BTW, historically, hot and cold water would not have necessarily at the same pressure, so extra technology (aka a static mixer) is required in a mixer tap to get it to work properly, which results in them being more expensive than separate taps. Kitchen taps, where there is a huge difference in pressure, unless you have high pressure hot water in your house, means that the two lots of water don't really mix very well at all - the stream is both hot and cold at the same time.

As for having warm water on demand in your bathroon, I don't think I have ever been in a bathroom where you don't have to let the hot water run for a bit before it actually appears, so it's very normal to wash your hands in just cold water after spending a penny.

expatinengland · 18/05/2007 10:08

I noticed the taps were weird when we moved to the UK while staying in a hotel before we got a house. I used to wash my hands in the bathtub to get warm water out of the same tap. The house has mixer taps...so that's what you call them..thank goodness.
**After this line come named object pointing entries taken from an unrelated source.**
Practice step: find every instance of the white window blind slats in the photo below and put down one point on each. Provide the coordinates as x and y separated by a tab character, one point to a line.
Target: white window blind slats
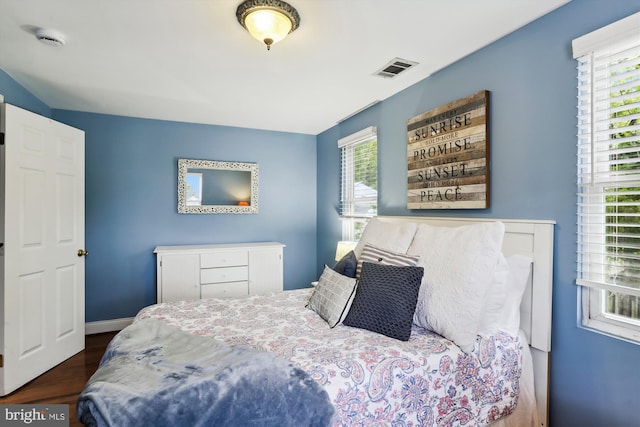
358	192
608	164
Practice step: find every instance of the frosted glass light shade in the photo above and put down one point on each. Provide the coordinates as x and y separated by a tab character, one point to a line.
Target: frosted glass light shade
269	21
268	26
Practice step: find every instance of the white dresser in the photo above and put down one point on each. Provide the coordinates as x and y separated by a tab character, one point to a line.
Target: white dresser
190	272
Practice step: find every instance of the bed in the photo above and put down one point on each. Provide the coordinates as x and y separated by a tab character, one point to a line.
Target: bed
439	360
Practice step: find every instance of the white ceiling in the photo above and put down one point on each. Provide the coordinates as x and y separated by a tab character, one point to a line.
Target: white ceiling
190	60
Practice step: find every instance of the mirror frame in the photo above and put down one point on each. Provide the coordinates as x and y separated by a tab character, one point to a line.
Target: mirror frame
184	164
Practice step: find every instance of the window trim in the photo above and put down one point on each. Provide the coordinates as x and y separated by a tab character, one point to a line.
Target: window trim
350	219
592	312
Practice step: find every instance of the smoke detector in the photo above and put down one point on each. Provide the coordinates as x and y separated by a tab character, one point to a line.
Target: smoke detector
50	37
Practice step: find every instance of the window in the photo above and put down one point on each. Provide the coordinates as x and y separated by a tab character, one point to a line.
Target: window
359	181
609	178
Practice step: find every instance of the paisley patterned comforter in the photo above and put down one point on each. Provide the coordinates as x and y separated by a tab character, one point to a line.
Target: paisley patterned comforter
371	379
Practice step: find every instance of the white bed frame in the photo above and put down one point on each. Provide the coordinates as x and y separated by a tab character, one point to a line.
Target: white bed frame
535	240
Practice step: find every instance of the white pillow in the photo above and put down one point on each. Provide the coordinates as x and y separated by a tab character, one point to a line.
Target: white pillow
459	263
493	315
371	253
392	236
519	273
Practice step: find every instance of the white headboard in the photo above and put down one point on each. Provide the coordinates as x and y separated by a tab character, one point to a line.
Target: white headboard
533	239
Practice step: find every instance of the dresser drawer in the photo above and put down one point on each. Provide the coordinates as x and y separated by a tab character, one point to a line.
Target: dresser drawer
224	259
225	290
224	274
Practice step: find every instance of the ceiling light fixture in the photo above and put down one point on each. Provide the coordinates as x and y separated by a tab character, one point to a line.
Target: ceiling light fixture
269	21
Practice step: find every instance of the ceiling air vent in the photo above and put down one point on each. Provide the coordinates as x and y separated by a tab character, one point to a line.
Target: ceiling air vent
395	67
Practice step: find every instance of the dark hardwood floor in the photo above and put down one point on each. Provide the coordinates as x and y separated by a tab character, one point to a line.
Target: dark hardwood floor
64	383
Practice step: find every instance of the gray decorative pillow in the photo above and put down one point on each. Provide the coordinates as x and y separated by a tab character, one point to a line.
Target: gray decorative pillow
386	299
375	254
347	265
332	295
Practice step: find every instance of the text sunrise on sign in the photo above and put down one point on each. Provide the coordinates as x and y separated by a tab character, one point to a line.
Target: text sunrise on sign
447	156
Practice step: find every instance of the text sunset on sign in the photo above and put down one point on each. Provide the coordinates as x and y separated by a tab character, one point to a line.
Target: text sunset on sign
447	156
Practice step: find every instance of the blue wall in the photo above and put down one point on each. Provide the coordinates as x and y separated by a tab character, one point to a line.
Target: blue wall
131	185
17	95
595	380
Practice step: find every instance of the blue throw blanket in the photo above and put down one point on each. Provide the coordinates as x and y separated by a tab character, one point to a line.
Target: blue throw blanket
153	374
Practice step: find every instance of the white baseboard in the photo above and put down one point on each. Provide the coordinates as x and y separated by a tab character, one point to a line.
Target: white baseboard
101	326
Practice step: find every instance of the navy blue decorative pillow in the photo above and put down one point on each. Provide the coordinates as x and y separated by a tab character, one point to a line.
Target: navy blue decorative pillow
386	299
347	265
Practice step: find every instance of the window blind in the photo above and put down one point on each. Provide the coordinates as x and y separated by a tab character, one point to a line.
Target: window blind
608	157
359	174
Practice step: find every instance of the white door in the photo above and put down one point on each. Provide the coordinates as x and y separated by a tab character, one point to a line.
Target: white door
42	306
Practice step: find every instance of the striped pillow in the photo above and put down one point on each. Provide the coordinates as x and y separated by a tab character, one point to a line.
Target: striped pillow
378	255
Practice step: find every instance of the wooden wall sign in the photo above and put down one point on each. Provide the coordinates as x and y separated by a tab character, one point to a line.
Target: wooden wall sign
448	156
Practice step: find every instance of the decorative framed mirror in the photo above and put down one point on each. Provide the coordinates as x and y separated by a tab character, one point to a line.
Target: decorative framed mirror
208	186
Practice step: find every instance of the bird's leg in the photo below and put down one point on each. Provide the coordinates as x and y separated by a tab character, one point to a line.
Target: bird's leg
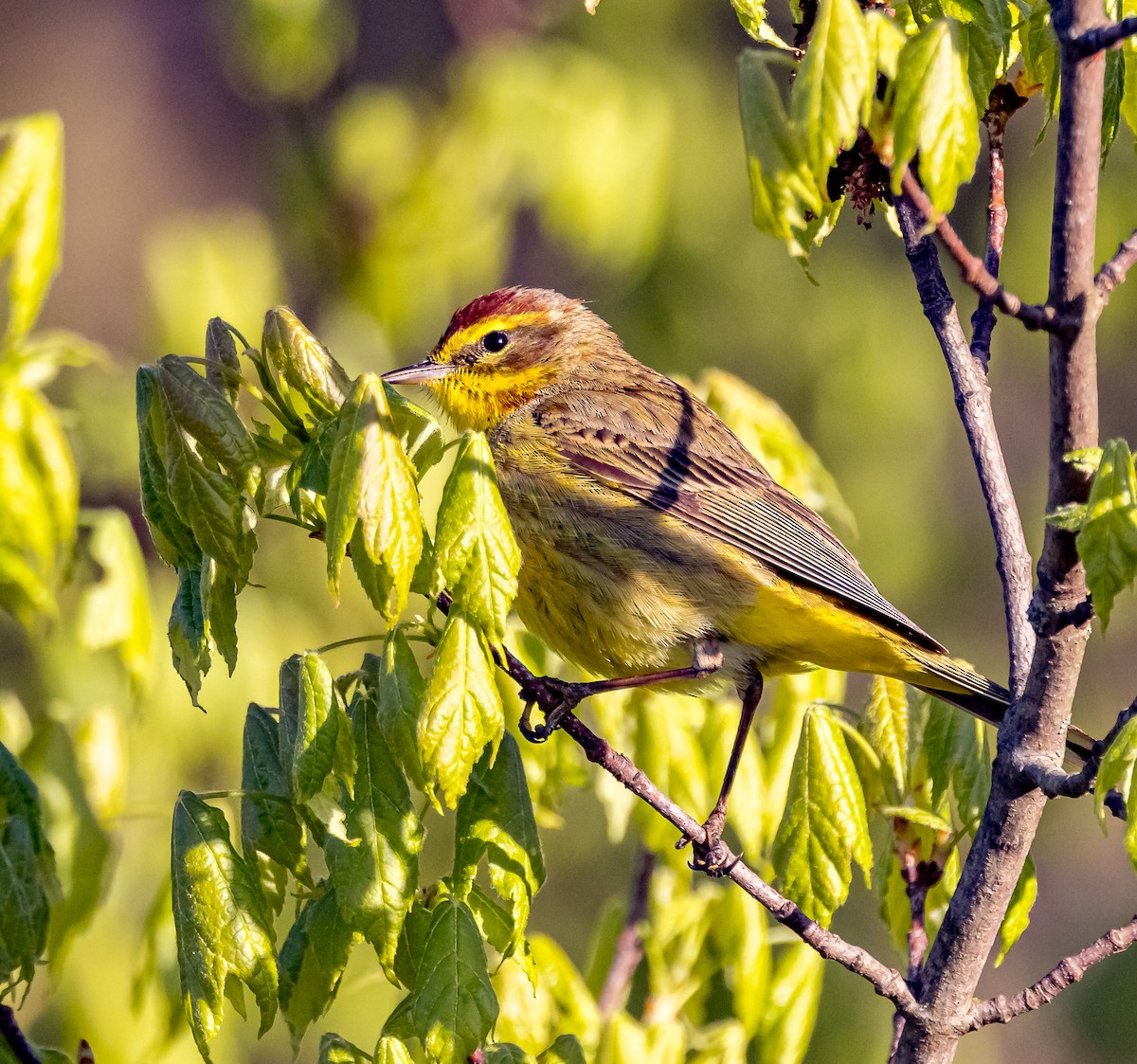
705	852
556	698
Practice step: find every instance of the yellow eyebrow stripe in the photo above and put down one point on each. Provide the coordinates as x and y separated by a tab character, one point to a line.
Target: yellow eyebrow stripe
505	322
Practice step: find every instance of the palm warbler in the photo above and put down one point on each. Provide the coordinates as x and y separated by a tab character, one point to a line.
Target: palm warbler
654	545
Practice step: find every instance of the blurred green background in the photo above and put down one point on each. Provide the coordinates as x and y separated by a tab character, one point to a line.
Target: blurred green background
378	164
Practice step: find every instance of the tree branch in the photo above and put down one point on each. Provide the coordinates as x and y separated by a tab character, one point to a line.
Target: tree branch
1101	38
9	1030
886	982
1069	971
1003	102
973	402
1038	720
1056	784
630	945
1113	273
977	275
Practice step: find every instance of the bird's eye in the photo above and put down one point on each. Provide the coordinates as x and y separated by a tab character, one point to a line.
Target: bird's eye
495	341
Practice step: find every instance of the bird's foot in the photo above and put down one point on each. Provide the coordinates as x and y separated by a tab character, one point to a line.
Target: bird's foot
555	698
711	855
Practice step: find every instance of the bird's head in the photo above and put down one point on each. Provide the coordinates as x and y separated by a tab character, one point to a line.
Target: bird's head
505	348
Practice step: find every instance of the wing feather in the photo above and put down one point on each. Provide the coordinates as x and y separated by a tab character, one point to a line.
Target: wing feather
672	453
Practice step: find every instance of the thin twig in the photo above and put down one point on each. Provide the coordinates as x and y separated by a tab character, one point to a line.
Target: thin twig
9	1030
1003	102
1101	38
886	982
1056	784
1113	273
630	945
973	272
973	402
1069	971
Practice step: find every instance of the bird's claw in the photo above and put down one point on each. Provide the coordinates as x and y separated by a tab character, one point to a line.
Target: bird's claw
711	854
555	698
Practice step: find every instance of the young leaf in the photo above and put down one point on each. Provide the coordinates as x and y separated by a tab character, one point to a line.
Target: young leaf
834	83
401	694
824	826
1117	769
304	362
1108	542
312	962
788	1024
310	723
33	166
453	1006
1018	911
202	409
476	555
374	866
463	709
372	482
495	819
783	187
220	925
24	909
390	1050
268	821
887	718
115	610
935	112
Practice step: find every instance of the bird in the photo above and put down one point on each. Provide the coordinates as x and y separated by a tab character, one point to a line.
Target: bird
654	546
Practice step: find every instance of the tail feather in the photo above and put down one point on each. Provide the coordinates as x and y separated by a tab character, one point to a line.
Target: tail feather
984	698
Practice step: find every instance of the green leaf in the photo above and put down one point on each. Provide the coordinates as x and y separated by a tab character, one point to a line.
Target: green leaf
1117	769
222	930
567	1050
834	84
202	409
171	536
24	909
419	433
31	216
1018	913
476	555
1111	103
935	112
83	853
495	820
312	962
783	187
958	754
988	35
1108	542
461	712
310	722
789	1021
115	609
374	866
390	1050
453	1006
223	370
270	824
887	720
304	362
506	1053
401	694
187	630
372	482
824	826
336	1050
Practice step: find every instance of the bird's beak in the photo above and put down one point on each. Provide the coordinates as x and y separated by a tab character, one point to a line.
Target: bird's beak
420	373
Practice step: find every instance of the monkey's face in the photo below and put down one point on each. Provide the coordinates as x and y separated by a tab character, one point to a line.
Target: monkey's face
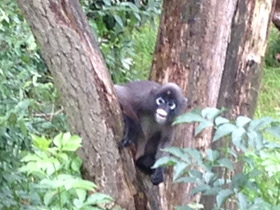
165	108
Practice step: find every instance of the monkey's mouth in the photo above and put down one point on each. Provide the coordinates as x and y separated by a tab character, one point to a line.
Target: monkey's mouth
161	116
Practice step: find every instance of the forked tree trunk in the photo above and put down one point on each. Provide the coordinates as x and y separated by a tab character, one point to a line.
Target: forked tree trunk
92	111
214	51
80	74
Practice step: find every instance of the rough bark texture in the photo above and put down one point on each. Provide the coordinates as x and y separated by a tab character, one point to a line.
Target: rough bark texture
213	50
276	15
79	72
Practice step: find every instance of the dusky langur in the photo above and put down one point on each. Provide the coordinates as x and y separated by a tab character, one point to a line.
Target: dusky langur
148	110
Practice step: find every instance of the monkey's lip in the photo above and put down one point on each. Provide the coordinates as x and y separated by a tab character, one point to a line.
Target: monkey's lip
161	113
161	116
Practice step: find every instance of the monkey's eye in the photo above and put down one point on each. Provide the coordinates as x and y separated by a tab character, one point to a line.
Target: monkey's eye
172	105
160	101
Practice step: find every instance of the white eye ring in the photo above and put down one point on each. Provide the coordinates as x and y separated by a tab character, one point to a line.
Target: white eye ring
160	101
172	105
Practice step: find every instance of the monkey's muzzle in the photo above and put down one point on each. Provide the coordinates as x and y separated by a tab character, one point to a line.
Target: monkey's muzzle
160	116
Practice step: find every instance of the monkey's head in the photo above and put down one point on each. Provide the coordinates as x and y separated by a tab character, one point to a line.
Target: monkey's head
169	102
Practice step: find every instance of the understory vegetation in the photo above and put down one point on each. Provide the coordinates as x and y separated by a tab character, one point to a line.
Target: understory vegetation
33	128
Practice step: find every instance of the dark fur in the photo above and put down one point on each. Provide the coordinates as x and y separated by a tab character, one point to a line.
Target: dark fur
138	104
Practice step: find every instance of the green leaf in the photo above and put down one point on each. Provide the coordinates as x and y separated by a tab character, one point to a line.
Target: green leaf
202	125
196	174
225	162
223	195
223	130
212	155
260	123
220	120
179	169
237	137
200	188
82	194
209	176
76	164
12	119
239	180
195	154
210	113
274	130
58	140
98	198
242	201
255	140
40	142
186	180
183	208
178	152
49	196
241	121
119	20
71	144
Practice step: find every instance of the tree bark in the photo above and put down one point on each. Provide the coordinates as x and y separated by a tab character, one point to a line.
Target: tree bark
276	15
214	51
81	76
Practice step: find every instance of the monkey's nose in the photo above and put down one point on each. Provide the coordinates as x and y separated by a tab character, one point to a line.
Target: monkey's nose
161	113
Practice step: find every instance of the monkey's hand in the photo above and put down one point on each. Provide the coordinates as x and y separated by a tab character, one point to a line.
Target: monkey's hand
157	176
126	141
Why do so many places not have regular taps?

My grandmother had separate taps in her utility room (laundry room...also called side porch) but she died in 1972 when I was very young and her house was built in the late 1800s..very old in the US. She did have mixer taps in the kitchen and bathrooms, but I think she had remodeled a couple of times. Before moving over here that was the only time I ever saw them.

Now can somebody tell me why there are no screens on the windows in the UK????? Don't tell me it's because you don't have bugs, because wasps, bees and flies keep flying into our house. We would love to have the windows open more, but we're scared of DD getting bit so a lot of times we turn on the portable A/C we bought last July when it was so hot.

scienceteacher · 18/05/2007 10:18

Screens are ugly!!!

You could always get nets - twitch twitch!